Since I kind of grew up with the conviction that my misery didn't matter, a conviction that I've never been able to really shake, I have a different way of answering this:
I have two children. (Okay, they're in their 20's, but only chronologically.) What do they need? Some miserable, depressed parent who is likely to die soon because he can't look forward to anything except being dead? A parent who preaches honesty but is all too obviously living a lie?
The claim that you're harming your children by transitioning is, pardon my French, BS. Your kids may not like it, but then, they probably don't like having to go to school or cleaning up their room, either. In the long run, though, they need an honest parent, one who can give of their entire self, rather than a fraud. (And what kind of example does that set them, if you and your wife in effect run away when faced with something tough?)

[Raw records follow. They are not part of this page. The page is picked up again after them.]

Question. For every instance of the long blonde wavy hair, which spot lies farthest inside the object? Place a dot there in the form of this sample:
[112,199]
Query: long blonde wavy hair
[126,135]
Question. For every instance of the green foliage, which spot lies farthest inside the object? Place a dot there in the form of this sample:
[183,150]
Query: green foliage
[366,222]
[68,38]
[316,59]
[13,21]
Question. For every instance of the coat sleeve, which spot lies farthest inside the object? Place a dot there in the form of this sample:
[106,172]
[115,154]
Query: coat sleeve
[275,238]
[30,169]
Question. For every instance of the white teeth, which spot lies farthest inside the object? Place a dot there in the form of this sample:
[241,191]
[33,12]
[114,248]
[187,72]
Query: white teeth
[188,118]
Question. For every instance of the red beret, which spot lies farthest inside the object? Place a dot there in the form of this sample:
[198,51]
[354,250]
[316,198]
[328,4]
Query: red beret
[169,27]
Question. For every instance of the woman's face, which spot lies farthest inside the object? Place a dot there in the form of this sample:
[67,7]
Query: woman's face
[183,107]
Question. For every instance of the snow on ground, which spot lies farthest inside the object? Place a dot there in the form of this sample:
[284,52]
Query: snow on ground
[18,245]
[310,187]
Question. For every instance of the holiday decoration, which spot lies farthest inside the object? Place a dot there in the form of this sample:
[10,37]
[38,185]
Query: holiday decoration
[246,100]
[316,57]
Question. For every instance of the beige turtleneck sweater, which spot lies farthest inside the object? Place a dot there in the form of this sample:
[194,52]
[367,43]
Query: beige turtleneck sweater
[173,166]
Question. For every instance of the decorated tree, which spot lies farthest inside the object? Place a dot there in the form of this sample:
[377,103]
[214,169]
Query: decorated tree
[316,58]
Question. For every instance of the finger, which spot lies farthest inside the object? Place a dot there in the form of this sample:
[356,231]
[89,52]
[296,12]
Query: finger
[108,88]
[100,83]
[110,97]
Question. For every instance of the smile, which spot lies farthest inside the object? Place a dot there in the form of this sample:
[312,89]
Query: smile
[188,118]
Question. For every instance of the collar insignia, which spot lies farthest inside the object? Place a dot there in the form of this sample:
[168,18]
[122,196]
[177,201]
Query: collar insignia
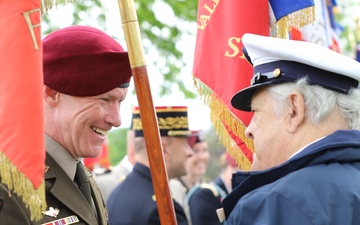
[53,212]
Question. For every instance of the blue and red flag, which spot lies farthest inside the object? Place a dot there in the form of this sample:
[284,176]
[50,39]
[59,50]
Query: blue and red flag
[220,69]
[22,151]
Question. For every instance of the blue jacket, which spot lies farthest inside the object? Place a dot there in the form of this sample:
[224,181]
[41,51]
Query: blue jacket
[318,186]
[133,202]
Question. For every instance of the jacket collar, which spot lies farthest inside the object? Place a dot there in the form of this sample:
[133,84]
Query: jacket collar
[341,146]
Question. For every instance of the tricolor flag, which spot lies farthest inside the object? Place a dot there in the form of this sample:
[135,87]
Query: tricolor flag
[357,56]
[220,69]
[325,30]
[22,151]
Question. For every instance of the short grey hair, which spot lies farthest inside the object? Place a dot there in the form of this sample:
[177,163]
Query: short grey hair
[319,101]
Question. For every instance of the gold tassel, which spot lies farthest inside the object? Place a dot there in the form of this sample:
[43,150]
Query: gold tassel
[48,4]
[17,182]
[296,19]
[220,114]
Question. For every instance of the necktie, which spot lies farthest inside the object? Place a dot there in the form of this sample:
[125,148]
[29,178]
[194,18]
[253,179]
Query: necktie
[83,181]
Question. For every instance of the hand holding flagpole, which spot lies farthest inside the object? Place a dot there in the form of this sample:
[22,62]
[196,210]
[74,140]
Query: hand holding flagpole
[147,112]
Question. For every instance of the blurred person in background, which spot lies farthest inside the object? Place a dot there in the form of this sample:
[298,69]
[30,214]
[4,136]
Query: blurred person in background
[195,169]
[109,179]
[133,201]
[204,199]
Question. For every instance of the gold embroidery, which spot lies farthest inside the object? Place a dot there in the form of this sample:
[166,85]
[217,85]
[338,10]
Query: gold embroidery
[31,26]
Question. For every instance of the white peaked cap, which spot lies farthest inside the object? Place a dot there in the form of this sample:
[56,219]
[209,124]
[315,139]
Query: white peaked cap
[277,60]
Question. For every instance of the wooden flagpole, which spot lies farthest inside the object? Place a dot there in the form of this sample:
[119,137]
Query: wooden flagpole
[147,112]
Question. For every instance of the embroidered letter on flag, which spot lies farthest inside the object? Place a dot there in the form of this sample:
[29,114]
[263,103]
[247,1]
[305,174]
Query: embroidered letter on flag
[220,65]
[220,69]
[22,152]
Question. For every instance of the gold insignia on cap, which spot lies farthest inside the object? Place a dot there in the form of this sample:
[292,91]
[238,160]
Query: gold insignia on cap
[277,72]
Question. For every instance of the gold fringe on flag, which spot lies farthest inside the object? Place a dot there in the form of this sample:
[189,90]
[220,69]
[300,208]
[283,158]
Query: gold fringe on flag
[48,4]
[34,199]
[220,114]
[296,20]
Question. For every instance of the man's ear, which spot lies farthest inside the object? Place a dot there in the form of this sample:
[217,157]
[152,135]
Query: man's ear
[50,96]
[296,111]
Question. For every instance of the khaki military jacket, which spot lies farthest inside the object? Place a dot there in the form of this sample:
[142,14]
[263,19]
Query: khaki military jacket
[65,202]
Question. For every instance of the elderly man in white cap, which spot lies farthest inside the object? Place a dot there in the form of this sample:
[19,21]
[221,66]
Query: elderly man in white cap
[305,128]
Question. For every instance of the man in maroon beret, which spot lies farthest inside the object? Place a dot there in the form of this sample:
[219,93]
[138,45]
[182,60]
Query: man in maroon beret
[86,77]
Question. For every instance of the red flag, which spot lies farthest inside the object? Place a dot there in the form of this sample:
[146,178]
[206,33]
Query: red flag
[220,69]
[22,152]
[220,65]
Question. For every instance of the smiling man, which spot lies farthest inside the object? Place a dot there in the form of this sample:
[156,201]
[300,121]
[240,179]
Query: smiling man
[86,77]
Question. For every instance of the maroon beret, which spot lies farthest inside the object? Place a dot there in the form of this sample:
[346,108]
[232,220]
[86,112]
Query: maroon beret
[84,61]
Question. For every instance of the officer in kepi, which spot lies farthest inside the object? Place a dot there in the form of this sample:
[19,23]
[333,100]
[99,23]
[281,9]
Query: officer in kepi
[305,129]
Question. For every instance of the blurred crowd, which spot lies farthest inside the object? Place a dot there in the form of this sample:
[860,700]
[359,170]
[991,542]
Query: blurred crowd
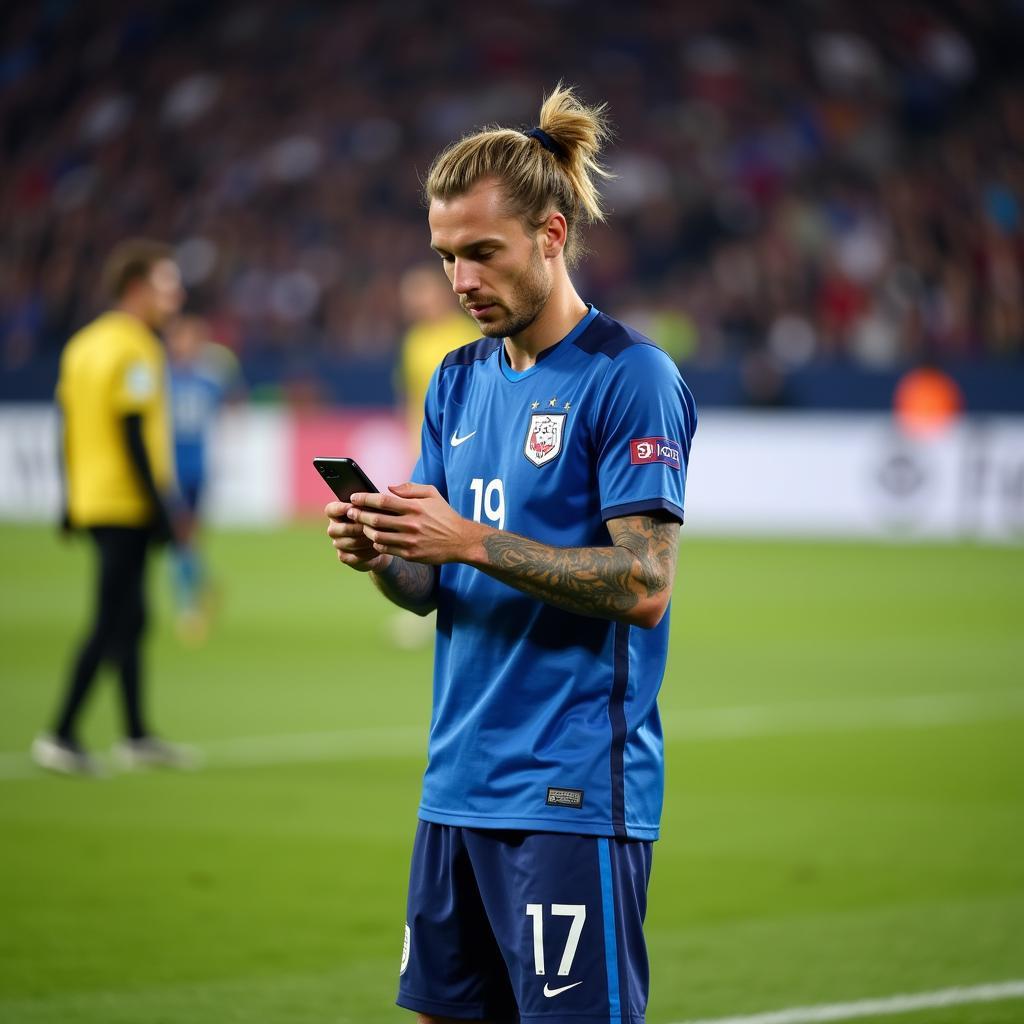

And that's the point. People who insist you should deny your TG nature are asking you to participate in a lie, a mutual lie to spare them a momentary bit of inconvenience. It's like painting over dry rot -- in the long run, the lie will spread and ruin everything until the whole structure collapses. Better in the long run to dig out and remove the dry rot (the lie) as soon as you see it.
I mean, if you'd broken your leg, going on walking around on it would, in the (very!) short run, spare the people around you some hassle, but of course in the long run, it would be a whole lot worse for everyone.
I understand the desire to deny it. If you break your leg, usually the first thought is like, no, this isn't happening, can't I pretend it's just a bad bruise? But you have to address it, and address it promptly, to avoid much bigger problems down the road.